Mel Hall’s debut novel, The Little Boat on Trusting Lane, is a tender and thoughtful reflection on the power of community in the process of healing.
The Little Mother Earth Ship is an alternative healing centre based out of a houseboat aboard stilts in the middle of a scrapyard on Trusting Lane. Richard, who runs the centre and the Circle of IEWA (Invisible Exit Wounds Anonymous), is supposed to provide spiritual sustenance and healing to his visitors. But, the boat is starting to fall apart, the council keep sending warning letters, and he’s somewhat stuck in the past.
Meanwhile his assistants Finn and August are dealing with their own problems and Richard seems oblivious to them. Finn’s medical condition has her questioning her identity and her beliefs as she navigates both her sexuality and the often-combative ground between alternative and traditional medicine. Meanwhile, August struggles with her loneliness between the frequent absence of her boyfriend Tom and her inability to connect with Finn. The tensions between Richard’s team are exacerbated by the arrival of ‘aggressive healer’ Celestiaa Davinaa.
While the alternative healing aspect of this story is strong, and Hall captures the essence of the movement perfectly without necessarily endorsing or discouraging it, the underlying message throughout is how community aids in healing. It is Richard, Finn and August’s relationships with each other and the people around them that cause them the most anxiety and pain as they each struggle to find their place in the world and meaning in their lives. Ultimately, it will take them coming together and trying to understand one another to be able to move forward.
Hall’s writing is clever; her style is perfectly suited to bringing out the anxieties in each of her characters, all while simultaneously weaving humorous social commentary. One example of this is Finn’s ruminations on her beautiful co-workers at the organic shop. Finn compares herself to the “superhuman” women who don’t wear makeup, don’t “shave, wax or epilate their underarms”, and for whom the hairy armpit declares: “I accept my natural state which just happens to be ludicrously hot.”
Similarly, Hall manages to build up Richard’s insecurities with gentle digs at his local noticeboard posts with their errant capital letters, excessive exclamation marks and extended ellipses; the IEWA creed he created in an acrostic format; and his Divine and Dateless username @RICH_NOT_YET_IN_HEAVEN. In using such a method to build her characters, Hall effectively softens what might otherwise be an overwhelmingly uncomfortable experience of anxiety.

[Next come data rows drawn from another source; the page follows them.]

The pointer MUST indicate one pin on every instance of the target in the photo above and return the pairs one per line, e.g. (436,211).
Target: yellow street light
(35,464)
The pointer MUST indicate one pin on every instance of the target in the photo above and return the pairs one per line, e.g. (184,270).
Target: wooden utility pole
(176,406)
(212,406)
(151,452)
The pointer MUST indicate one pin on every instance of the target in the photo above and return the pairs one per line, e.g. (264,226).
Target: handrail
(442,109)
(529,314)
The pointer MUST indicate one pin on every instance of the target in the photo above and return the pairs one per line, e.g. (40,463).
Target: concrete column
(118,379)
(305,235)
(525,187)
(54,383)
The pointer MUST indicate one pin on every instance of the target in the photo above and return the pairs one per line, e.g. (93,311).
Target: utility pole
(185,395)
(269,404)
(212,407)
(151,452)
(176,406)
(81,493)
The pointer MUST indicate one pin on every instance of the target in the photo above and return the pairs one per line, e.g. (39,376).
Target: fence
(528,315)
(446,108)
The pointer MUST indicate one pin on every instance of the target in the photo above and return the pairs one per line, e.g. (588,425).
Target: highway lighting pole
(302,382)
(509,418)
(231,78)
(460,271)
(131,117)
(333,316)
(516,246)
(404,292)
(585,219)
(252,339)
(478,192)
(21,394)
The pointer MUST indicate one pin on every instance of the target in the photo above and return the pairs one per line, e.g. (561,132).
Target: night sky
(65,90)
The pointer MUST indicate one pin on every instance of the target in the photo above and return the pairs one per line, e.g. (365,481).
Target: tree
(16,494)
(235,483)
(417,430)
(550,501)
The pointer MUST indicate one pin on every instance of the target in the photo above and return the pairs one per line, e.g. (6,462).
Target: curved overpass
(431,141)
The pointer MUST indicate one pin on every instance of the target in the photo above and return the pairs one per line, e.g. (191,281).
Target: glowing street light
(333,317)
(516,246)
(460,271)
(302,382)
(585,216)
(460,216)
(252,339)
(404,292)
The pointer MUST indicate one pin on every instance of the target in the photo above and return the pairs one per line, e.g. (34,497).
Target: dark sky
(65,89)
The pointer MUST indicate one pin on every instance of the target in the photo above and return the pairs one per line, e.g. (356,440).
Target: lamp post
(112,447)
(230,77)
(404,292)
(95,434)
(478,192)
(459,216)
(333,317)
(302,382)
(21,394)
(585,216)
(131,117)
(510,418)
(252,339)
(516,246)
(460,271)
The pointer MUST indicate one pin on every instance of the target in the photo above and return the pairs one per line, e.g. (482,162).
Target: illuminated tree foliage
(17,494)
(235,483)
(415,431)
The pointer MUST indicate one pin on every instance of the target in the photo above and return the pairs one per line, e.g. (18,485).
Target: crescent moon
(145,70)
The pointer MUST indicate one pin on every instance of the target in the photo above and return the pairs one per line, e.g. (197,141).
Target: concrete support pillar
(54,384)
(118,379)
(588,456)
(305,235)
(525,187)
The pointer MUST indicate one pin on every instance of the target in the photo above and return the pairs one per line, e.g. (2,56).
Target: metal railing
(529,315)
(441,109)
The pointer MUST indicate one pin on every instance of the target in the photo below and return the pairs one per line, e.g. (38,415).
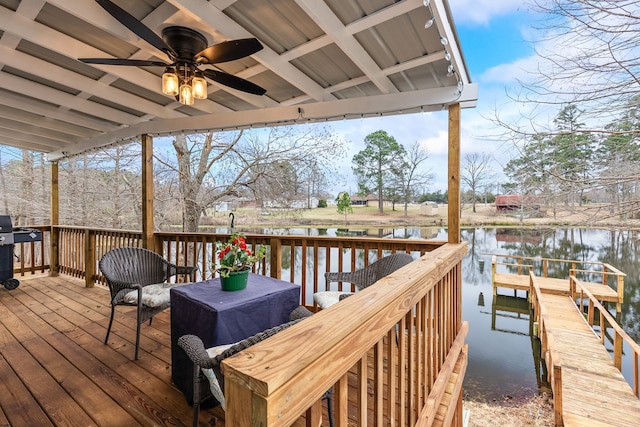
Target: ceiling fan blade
(234,82)
(137,27)
(116,61)
(228,51)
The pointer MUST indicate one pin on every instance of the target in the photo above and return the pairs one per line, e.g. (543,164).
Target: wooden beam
(54,266)
(454,174)
(147,192)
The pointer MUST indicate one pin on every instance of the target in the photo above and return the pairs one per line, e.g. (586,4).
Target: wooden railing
(80,249)
(591,271)
(395,349)
(298,259)
(402,338)
(580,294)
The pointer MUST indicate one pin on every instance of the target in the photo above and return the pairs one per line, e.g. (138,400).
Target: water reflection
(504,356)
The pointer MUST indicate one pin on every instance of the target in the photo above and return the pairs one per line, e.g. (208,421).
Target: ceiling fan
(187,50)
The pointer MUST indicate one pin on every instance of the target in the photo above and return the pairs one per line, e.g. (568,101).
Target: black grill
(8,238)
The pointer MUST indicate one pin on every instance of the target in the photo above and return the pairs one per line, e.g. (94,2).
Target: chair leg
(137,340)
(113,308)
(196,394)
(329,396)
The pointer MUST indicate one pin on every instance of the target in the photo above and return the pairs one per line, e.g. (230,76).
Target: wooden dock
(596,277)
(593,390)
(588,386)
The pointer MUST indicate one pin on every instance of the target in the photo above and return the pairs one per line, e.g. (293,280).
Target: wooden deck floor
(55,369)
(594,392)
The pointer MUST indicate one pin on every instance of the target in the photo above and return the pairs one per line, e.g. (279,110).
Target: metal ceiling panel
(322,60)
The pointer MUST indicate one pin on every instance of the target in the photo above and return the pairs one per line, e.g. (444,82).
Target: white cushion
(152,295)
(214,385)
(326,299)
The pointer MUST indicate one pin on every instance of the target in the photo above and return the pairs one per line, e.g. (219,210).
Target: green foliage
(343,203)
(378,166)
(438,197)
(235,255)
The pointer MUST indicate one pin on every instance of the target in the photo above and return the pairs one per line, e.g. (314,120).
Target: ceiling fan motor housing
(185,42)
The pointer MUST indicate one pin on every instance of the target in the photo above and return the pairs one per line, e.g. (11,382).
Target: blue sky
(495,38)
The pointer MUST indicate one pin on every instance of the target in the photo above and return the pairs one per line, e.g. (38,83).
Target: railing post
(89,258)
(54,260)
(617,351)
(54,237)
(557,394)
(275,258)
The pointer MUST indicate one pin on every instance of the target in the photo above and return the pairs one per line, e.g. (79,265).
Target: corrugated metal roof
(322,60)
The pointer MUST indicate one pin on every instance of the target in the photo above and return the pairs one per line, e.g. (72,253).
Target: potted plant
(235,261)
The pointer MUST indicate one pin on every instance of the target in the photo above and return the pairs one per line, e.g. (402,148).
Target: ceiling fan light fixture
(186,94)
(170,82)
(199,86)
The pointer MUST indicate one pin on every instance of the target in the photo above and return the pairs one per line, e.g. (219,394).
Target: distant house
(429,208)
(358,201)
(511,202)
(298,203)
(370,200)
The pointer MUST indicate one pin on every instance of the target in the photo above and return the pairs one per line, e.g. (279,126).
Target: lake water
(504,357)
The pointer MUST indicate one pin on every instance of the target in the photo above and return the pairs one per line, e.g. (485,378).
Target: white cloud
(480,12)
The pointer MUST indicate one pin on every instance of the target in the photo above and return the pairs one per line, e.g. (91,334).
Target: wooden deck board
(594,392)
(56,370)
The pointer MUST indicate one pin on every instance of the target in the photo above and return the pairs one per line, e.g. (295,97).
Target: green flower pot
(236,281)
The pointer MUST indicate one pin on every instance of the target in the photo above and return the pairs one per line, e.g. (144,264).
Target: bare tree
(476,173)
(588,53)
(216,165)
(411,175)
(587,59)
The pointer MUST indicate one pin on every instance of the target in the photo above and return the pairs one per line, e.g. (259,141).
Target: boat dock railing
(581,294)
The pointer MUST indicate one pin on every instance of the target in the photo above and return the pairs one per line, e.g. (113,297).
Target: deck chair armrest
(337,276)
(173,269)
(194,348)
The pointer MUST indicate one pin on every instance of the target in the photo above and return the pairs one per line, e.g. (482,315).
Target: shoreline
(590,216)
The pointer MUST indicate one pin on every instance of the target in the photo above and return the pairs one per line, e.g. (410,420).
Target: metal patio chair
(362,278)
(137,277)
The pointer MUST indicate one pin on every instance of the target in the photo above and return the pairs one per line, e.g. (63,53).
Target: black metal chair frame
(130,268)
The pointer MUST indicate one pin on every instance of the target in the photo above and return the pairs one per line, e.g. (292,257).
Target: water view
(504,356)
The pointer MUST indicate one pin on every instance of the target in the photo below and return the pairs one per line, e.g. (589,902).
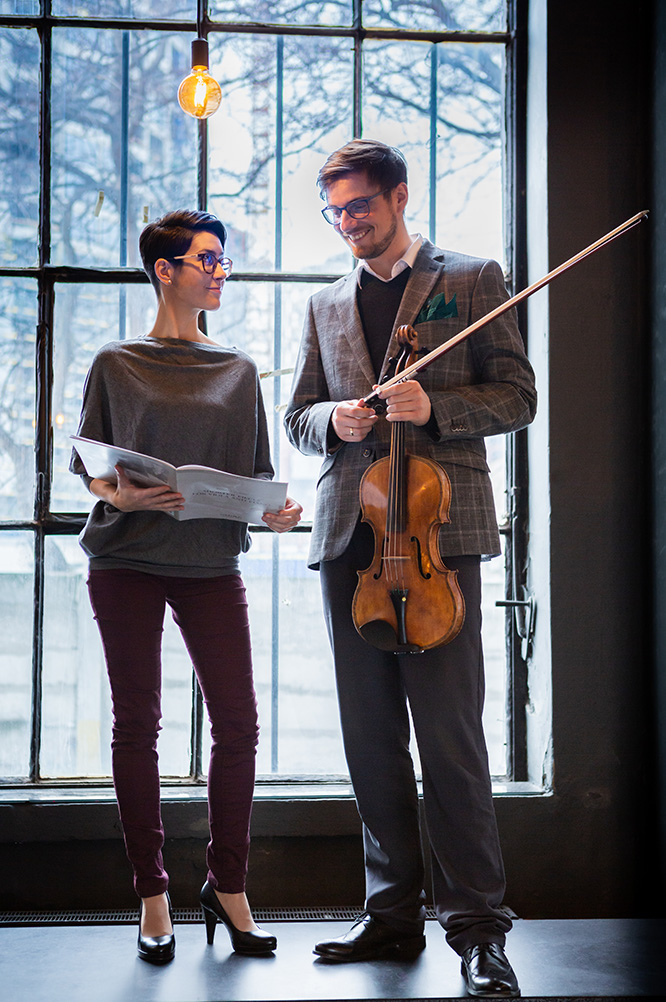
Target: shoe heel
(211,921)
(412,948)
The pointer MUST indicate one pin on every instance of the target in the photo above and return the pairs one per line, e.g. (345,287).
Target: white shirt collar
(407,261)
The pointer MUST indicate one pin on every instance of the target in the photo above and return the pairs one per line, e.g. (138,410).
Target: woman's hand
(126,497)
(285,518)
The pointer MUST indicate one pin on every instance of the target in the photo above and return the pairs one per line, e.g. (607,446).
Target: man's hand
(352,422)
(126,497)
(407,402)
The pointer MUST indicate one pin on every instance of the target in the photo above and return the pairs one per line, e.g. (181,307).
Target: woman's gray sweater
(183,402)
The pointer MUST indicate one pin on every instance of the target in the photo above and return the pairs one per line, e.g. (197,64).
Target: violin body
(408,600)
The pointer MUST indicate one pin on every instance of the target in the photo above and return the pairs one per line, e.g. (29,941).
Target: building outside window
(92,146)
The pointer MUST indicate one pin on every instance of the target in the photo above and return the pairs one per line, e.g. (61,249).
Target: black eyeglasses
(209,262)
(358,209)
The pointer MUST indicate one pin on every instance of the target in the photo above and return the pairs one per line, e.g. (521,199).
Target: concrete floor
(554,959)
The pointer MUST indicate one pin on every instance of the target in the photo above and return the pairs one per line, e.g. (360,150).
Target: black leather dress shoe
(369,939)
(488,973)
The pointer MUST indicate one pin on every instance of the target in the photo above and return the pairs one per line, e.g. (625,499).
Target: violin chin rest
(381,634)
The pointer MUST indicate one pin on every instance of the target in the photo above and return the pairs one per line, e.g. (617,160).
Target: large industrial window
(93,145)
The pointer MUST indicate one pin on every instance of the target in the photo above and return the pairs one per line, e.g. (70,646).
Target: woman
(177,395)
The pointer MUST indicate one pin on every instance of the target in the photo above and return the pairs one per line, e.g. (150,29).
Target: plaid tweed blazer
(483,387)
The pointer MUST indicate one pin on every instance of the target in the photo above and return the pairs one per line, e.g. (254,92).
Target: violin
(408,600)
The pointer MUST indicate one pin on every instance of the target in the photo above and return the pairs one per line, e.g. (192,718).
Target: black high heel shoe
(156,949)
(256,941)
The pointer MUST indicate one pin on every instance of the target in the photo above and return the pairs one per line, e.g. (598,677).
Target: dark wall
(583,849)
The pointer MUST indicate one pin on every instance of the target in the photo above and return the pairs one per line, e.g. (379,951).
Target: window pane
(467,158)
(18,320)
(312,75)
(424,15)
(16,605)
(25,7)
(143,9)
(86,317)
(325,12)
(495,660)
(109,176)
(19,146)
(293,672)
(76,715)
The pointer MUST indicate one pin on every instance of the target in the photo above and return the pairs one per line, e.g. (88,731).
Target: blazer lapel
(426,272)
(351,326)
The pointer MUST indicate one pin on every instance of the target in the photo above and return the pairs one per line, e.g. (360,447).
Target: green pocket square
(438,309)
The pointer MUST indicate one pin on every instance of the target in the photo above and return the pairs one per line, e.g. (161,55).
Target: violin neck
(397,500)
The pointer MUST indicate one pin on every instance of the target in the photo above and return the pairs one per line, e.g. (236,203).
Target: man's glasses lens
(209,262)
(358,209)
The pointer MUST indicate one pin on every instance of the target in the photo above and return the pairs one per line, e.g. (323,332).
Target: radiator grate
(128,916)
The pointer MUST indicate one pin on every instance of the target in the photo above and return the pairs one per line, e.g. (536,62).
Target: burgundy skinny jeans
(211,614)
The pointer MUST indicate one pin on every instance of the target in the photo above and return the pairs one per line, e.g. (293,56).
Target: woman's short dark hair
(385,165)
(172,234)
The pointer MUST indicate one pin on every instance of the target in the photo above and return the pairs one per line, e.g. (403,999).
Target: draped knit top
(186,403)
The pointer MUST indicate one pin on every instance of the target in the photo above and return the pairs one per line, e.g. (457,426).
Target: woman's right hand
(125,496)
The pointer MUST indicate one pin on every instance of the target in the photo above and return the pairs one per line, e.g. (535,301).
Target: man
(484,387)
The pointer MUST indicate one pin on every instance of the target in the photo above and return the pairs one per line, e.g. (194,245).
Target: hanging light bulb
(199,94)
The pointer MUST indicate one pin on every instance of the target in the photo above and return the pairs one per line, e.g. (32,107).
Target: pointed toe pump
(156,949)
(254,942)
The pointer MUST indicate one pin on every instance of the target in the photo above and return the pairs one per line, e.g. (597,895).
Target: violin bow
(437,353)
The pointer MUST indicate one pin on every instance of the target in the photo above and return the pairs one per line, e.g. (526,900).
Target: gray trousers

The story can feel a bit slow-moving at times. Some segments are dedicated to discussion between Richard and Celestiaa about alternative healing practice. These can be difficult to follow if, like me, you’re not familiar with alternative healing lingo and theory. And, despite Celestiaa being the catalyst for change, she’s not fully introduced to stir things up until halfway through the book.
However, each character is given space to breathe and develop at their own pace. They are flawed in relatable ways—Finn is that horrible housemate who never cleans, August is sometimes louder and more intrusive than she means to be, and Richard is self-absorbed and flaky—but they are all still loveable in their own way.
Hall has found the perfect combination of humour and compassion as she explores difficult concepts of chronic illness, mental health, sexuality and belonging. There is a gentleness to her writing which invites the skeptic reader to consider why people seek alternative methods of healing and what there is to gain from the feeling of spirituality and community. The Little Boat on Trusting Lane is a tender and non-judgemental investigation into our relationships with each other and our own bodies.